PaddleX 3.0 Pipeline Deployment Tutorial¶
Before using this tutorial, you need to install PaddleX. For installation instructions, please refer to the PaddleX Installation guide.
The three deployment methods of PaddleX are detailed below:
- High-Performance Inference: In actual production environments, many applications have stringent performance standards for deployment strategies, especially in terms of response speed, to ensure efficient system operation and smooth user experience. To this end, PaddleX provides a high-performance inference plugin aimed at deeply optimizing model inference and pre/post-processing for significant end-to-end speedups. For detailed high-performance inference procedures, please refer to the PaddleX High-Performance Inference Guide.

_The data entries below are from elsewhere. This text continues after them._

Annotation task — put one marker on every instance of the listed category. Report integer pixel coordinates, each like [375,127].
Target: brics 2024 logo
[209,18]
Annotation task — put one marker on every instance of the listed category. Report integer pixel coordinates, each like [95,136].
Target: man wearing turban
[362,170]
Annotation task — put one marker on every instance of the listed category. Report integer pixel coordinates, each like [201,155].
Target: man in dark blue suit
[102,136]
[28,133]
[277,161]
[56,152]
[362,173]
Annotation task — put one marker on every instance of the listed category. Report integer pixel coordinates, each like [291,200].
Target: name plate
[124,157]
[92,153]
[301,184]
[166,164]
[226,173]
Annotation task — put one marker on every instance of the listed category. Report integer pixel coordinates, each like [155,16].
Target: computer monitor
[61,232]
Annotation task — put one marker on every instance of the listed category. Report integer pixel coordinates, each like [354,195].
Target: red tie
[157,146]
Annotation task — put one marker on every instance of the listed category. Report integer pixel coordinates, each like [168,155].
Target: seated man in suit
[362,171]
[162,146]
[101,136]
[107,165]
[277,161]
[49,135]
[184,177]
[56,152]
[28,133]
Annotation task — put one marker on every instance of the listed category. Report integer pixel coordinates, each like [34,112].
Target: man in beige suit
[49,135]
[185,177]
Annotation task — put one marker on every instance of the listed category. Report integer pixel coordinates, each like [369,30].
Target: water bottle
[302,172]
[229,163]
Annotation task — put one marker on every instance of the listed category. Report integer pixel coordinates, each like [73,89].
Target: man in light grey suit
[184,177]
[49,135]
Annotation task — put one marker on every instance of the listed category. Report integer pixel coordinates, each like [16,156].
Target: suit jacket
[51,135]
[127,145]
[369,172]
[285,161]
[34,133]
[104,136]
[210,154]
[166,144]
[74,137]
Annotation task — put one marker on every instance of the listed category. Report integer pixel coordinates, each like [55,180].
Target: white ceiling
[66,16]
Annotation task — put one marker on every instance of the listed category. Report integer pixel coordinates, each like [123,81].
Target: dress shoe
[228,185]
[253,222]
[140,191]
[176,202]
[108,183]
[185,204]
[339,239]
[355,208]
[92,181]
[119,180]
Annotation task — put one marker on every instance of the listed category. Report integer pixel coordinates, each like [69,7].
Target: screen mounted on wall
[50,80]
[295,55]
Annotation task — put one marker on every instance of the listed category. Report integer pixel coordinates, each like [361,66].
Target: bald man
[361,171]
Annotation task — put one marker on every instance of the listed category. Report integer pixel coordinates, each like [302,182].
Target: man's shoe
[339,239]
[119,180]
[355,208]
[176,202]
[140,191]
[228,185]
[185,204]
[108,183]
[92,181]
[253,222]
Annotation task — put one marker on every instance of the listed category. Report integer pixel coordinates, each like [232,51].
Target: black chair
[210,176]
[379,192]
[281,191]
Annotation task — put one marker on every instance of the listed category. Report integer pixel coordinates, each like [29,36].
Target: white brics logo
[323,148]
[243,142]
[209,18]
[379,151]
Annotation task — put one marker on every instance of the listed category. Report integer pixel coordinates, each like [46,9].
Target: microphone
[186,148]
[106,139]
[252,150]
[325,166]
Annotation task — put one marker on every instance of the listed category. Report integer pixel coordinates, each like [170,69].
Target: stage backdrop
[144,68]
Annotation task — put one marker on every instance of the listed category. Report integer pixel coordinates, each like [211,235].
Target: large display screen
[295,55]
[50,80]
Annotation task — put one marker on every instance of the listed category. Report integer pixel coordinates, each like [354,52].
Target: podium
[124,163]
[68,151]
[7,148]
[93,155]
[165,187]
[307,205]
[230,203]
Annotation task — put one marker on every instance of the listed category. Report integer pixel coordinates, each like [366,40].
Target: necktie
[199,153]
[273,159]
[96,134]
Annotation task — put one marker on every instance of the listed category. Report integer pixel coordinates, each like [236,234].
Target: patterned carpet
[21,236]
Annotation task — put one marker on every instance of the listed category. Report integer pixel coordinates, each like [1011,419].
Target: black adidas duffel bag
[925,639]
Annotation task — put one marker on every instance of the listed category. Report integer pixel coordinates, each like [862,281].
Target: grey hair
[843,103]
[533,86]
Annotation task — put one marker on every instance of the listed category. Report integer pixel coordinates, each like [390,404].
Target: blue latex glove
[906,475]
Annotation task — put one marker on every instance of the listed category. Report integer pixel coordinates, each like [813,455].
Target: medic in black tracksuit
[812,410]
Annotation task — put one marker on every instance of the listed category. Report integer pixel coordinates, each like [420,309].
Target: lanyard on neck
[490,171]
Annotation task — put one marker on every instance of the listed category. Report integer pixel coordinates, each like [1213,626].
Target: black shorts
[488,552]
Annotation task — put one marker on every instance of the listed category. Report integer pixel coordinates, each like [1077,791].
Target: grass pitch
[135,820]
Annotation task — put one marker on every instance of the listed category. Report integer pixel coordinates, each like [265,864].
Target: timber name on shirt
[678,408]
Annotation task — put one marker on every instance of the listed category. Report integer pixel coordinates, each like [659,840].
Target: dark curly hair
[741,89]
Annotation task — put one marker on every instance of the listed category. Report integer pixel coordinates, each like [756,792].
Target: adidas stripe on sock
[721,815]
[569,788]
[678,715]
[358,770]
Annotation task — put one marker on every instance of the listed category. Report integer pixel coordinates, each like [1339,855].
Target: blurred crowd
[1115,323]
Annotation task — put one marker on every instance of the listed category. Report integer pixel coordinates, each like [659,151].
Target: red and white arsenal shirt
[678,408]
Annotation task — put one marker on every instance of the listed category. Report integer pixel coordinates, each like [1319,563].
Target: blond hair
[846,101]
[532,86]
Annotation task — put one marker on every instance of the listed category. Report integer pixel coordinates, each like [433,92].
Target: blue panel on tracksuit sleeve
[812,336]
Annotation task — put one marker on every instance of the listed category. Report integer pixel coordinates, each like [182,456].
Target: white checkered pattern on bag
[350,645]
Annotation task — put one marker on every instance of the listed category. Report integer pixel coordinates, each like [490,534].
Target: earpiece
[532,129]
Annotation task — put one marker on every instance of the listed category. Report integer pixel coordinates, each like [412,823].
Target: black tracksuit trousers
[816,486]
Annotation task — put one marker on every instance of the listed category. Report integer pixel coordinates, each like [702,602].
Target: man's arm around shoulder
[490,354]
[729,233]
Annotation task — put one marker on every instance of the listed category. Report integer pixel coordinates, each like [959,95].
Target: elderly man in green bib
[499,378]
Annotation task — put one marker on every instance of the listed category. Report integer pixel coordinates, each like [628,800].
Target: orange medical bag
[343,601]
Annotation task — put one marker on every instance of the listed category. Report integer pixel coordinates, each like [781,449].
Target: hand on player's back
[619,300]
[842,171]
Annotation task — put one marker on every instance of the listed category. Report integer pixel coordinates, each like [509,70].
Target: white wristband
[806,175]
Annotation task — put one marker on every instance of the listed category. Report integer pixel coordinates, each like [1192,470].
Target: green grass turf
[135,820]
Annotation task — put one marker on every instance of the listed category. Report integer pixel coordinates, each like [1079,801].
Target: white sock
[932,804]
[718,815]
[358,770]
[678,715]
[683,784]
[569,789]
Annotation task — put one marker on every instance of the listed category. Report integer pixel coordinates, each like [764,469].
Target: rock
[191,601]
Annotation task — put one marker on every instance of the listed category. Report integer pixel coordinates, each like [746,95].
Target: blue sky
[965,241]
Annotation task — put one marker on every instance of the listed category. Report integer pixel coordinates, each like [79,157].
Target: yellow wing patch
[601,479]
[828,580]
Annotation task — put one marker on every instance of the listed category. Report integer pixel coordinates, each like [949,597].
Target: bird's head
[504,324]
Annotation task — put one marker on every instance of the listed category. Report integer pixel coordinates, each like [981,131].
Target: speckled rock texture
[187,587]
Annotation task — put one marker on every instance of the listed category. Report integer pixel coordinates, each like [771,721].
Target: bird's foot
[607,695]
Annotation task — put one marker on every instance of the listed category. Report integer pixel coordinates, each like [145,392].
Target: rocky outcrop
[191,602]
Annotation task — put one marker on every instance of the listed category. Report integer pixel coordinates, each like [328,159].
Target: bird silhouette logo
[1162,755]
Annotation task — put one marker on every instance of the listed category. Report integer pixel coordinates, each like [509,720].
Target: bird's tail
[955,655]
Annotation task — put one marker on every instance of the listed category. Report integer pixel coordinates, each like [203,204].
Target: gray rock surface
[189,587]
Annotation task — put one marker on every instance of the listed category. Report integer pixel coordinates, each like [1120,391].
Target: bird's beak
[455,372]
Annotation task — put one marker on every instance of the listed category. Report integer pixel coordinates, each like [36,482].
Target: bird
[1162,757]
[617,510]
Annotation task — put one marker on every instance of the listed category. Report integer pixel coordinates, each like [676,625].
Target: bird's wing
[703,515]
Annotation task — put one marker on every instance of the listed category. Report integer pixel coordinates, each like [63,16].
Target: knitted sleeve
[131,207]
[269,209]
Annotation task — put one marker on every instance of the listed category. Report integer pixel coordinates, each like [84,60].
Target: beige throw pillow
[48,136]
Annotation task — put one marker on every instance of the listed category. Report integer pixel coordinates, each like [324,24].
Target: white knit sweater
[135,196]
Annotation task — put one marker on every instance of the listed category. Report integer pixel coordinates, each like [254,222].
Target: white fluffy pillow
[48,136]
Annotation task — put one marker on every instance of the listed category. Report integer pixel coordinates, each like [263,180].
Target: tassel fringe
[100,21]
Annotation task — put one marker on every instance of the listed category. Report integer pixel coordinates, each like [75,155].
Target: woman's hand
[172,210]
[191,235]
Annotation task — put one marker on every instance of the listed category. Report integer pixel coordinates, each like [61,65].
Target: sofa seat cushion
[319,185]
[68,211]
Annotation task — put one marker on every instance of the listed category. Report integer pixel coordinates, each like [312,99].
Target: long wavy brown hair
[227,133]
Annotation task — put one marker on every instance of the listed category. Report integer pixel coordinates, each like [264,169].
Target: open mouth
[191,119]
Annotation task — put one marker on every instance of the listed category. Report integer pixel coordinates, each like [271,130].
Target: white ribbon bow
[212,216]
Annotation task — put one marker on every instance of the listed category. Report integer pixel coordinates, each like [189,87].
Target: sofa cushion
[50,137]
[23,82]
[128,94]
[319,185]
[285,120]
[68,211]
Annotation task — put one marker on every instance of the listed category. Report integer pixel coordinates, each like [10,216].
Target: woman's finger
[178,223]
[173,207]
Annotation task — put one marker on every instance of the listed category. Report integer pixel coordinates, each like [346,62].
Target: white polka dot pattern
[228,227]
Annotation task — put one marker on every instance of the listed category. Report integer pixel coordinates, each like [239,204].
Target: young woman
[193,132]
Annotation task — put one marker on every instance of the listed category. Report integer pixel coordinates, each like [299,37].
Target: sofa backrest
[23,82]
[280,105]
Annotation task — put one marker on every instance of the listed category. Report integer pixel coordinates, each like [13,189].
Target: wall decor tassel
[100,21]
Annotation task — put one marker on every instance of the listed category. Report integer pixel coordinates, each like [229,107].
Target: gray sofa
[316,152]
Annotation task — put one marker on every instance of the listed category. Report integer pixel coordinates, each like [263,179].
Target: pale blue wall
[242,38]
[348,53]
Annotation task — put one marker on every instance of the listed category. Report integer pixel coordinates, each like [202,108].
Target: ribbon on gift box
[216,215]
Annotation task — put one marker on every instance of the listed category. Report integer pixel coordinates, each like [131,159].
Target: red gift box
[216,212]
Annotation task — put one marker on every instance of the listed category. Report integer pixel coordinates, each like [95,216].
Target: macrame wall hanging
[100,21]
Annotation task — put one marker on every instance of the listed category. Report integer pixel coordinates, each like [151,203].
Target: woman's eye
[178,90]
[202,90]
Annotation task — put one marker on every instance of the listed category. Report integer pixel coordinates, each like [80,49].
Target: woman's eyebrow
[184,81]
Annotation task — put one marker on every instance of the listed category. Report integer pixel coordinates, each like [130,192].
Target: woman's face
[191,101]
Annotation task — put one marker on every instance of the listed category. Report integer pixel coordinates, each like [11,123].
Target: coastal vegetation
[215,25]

- Serving Deployment: Serving Deployment is a common deployment form in actual production environments. By encapsulating inference functionality as services, clients can access these services through network requests to obtain inference results. PaddleX supports users in achieving low-cost serving deployment in pipelines. For detailed serving deployment procedures, please refer to the PaddleX Serving Deployment Guide.
- Edge Deployment: Edge deployment is a method where computing and data processing functions are placed on the user's device itself, allowing the device to directly process data without relying on remote servers. PaddleX supports deploying models on edge devices such as Android. For detailed edge deployment procedures, please refer to the PaddleX Edge Deployment Guide.
This tutorial will introduce the three deployment methods of PaddleX through three practical application examples.
1 High-Performance Inference Example¶
1.1 Obtain Serial Number and Activation¶
On the Baidu AIStudio Community - AI Learning and Training Community page, select "Get Now" in the "Consultation and Acquisition of Serial Numbers for Open Source Pipeline Deployment" section, as shown in the figure below:
Select the pipeline you need to deploy and click "Get". Afterward, you can find the obtained serial number in the "Serial Number Management for Open Source Pipeline Deployment SDK" section below:
After using the serial number to complete activation, you can use the high-performance inference plugin. PaddleX provides both offline and online activation methods (both only support Linux systems):
- Online Activation: When using the inference API or CLI, specify the serial number and activate online, allowing the program to complete activation automatically.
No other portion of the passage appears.